Despite being born and raised in London, I have never taken the prestige and quality of a Western education for granted. It truly is a world class institution, with an incomparable student experience. Western Nursing in particular, has a national reputation of excellence. It was serendipitous that Western launched the fastest RPN to BScN program in the country in the cycle I was applying to bridge. The decision to integrate RPNs into the compressed timeframe program highlighted the respect the school has for the prior education and experience RPNs bring to Western, which made me feel valued, even before being offered admission.

What is your most memorable experience in the program?

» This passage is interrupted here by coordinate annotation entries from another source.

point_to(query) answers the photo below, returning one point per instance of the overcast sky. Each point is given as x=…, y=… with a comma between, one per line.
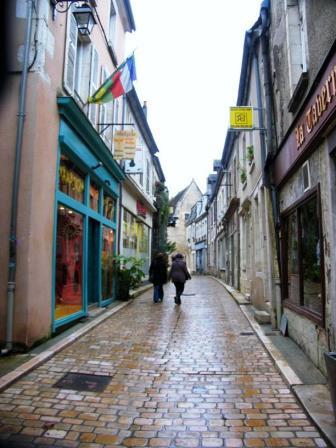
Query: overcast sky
x=188, y=59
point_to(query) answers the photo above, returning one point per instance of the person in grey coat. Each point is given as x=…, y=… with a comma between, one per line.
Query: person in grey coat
x=179, y=274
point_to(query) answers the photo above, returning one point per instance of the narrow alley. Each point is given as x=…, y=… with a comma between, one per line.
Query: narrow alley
x=188, y=376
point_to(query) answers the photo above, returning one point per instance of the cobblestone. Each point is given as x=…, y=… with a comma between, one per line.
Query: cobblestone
x=180, y=377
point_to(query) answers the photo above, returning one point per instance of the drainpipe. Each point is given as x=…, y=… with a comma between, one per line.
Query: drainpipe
x=11, y=282
x=269, y=124
x=273, y=194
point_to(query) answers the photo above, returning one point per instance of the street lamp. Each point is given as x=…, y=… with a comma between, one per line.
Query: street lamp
x=82, y=12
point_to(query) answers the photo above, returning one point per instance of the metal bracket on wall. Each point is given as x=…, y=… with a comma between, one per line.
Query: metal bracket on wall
x=107, y=125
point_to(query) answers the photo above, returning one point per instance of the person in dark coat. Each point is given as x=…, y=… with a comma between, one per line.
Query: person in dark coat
x=179, y=274
x=158, y=276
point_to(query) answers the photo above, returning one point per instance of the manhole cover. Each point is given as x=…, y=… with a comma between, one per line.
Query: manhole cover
x=83, y=381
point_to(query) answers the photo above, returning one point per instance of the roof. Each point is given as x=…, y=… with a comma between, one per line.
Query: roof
x=173, y=202
x=244, y=80
x=141, y=120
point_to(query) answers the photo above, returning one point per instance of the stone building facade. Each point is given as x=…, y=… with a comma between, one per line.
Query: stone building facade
x=180, y=206
x=303, y=170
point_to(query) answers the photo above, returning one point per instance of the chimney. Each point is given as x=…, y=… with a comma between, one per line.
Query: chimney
x=144, y=108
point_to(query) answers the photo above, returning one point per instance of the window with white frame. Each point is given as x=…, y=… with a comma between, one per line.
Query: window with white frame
x=112, y=23
x=81, y=67
x=106, y=116
x=94, y=84
x=296, y=42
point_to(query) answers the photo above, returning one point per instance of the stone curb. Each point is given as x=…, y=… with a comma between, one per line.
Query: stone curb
x=39, y=359
x=290, y=376
x=287, y=372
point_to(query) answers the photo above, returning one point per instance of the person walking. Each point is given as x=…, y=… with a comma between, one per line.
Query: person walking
x=179, y=274
x=158, y=276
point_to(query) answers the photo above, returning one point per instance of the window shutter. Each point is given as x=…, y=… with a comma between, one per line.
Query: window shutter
x=70, y=55
x=94, y=84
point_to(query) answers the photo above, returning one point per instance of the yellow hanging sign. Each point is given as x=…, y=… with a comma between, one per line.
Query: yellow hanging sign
x=124, y=144
x=241, y=117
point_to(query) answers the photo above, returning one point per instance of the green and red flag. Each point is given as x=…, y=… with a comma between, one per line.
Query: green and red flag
x=119, y=83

I have been pleasantly surprised to discover a new interest in public health! I came into the program with a passion for women’s health and I was very happy to discover that a few of my professors had direct patient care experience in the specialty. Each of them was happy to share their career pathway which gave me a newfound understanding of the real-world possibilities waiting for me after registration. It was through these conversations I was able to identify which aspects of women’s health I could see myself practicing now, and which I could leave to be explored later. Having a faculty that is so accessible has made my progression through the program feel more purposeful. For example, two professors have a background working at the health unit’s sexual health clinic and gave concrete examples of how they used what they were teaching in both microbiology and public health in their practices. Hearing the direct application of theory to my specialty of interest made the content easy to digest and easier to remember. When I wanted to expand on the clinical applications of course concepts after lectures, the professors were always happy to make time to talk.

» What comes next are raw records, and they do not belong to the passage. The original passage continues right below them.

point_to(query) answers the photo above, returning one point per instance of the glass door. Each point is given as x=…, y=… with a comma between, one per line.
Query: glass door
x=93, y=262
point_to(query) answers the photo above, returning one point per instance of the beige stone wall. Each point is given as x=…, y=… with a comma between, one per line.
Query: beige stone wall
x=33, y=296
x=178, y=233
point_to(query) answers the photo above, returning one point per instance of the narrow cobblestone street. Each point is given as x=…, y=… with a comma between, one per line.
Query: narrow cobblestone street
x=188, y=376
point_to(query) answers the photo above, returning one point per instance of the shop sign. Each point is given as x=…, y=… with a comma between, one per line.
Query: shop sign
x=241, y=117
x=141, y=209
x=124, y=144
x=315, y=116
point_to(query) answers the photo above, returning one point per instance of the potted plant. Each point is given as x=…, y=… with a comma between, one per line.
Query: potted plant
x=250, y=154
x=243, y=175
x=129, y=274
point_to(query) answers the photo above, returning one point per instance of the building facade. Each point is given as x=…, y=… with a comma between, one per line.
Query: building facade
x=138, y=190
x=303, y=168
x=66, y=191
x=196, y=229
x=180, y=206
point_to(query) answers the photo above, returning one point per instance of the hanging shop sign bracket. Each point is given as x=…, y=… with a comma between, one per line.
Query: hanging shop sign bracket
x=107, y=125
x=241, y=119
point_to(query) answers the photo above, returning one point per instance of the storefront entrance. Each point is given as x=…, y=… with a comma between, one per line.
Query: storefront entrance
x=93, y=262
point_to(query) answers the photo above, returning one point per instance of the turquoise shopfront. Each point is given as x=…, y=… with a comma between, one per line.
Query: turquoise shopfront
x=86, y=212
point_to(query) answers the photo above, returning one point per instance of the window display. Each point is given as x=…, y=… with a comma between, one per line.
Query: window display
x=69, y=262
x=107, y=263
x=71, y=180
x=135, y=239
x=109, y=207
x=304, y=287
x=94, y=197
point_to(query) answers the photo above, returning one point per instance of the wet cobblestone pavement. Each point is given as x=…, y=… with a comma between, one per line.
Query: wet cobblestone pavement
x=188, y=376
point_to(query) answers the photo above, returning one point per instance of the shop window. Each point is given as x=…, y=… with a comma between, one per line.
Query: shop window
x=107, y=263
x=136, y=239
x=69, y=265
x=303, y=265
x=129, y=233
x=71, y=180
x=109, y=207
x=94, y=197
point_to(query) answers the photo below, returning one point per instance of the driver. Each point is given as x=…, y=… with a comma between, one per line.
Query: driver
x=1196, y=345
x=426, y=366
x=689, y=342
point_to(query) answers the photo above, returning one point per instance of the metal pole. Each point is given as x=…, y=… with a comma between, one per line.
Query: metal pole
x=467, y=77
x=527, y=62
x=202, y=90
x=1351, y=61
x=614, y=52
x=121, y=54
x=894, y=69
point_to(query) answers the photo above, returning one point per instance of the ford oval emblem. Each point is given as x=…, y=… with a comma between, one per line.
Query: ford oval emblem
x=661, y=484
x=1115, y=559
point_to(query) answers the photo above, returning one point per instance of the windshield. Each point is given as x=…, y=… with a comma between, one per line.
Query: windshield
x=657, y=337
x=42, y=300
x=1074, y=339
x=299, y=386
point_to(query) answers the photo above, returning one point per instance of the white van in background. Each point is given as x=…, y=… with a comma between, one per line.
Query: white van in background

How will your work change the world?

I am excited to pull from many areas of the program to develop my women’s health knowledge and practice over the next few years. From the optional perinatal nursing course, public health, mental health and skills labs, all aspects of the curriculum have influenced my practice. It is evident how intentionally cumulative the curriculum is, and even now I can appreciate the tools Western has given me to build my own practice.

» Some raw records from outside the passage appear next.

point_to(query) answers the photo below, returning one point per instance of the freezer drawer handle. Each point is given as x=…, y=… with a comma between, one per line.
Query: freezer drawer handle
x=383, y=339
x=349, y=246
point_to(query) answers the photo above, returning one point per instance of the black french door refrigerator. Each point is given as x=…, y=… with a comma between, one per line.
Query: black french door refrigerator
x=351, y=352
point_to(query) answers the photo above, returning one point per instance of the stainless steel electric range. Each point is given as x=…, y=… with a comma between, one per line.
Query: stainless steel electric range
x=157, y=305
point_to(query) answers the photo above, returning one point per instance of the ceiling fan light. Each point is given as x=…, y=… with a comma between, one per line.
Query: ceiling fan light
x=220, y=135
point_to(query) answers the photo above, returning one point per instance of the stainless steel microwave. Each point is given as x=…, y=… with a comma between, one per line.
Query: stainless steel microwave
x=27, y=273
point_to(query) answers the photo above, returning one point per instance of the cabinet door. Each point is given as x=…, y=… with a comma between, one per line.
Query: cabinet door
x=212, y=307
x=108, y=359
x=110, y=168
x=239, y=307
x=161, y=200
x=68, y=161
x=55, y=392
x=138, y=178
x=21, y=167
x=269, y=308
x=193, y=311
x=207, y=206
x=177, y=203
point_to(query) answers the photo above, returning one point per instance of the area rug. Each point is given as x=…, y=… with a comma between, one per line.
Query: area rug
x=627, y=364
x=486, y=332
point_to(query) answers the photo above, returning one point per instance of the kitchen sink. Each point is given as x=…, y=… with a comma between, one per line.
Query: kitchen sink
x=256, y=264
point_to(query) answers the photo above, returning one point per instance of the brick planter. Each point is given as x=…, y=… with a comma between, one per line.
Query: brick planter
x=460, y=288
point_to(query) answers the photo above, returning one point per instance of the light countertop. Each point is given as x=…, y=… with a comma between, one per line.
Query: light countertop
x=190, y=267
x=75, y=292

Eventually, I plan to earn my Master of Nursing degree and become a Nurse Practitioner, perhaps leading a primary gynecological practice for annual exams, contraception counselling and prescription, cancer screenings, acute infection treatment, safer sex education, menopause management and more. Knowledge is the key to a sense of agency and I can only envision myself in a role where I can share evidence-informed health information with my clients to enable them to claim that agency. Empowering women, and keeping them healthy, is vital for a resilient and vibrant society, and I am excited to, one day, contribute to that society in an upstream way.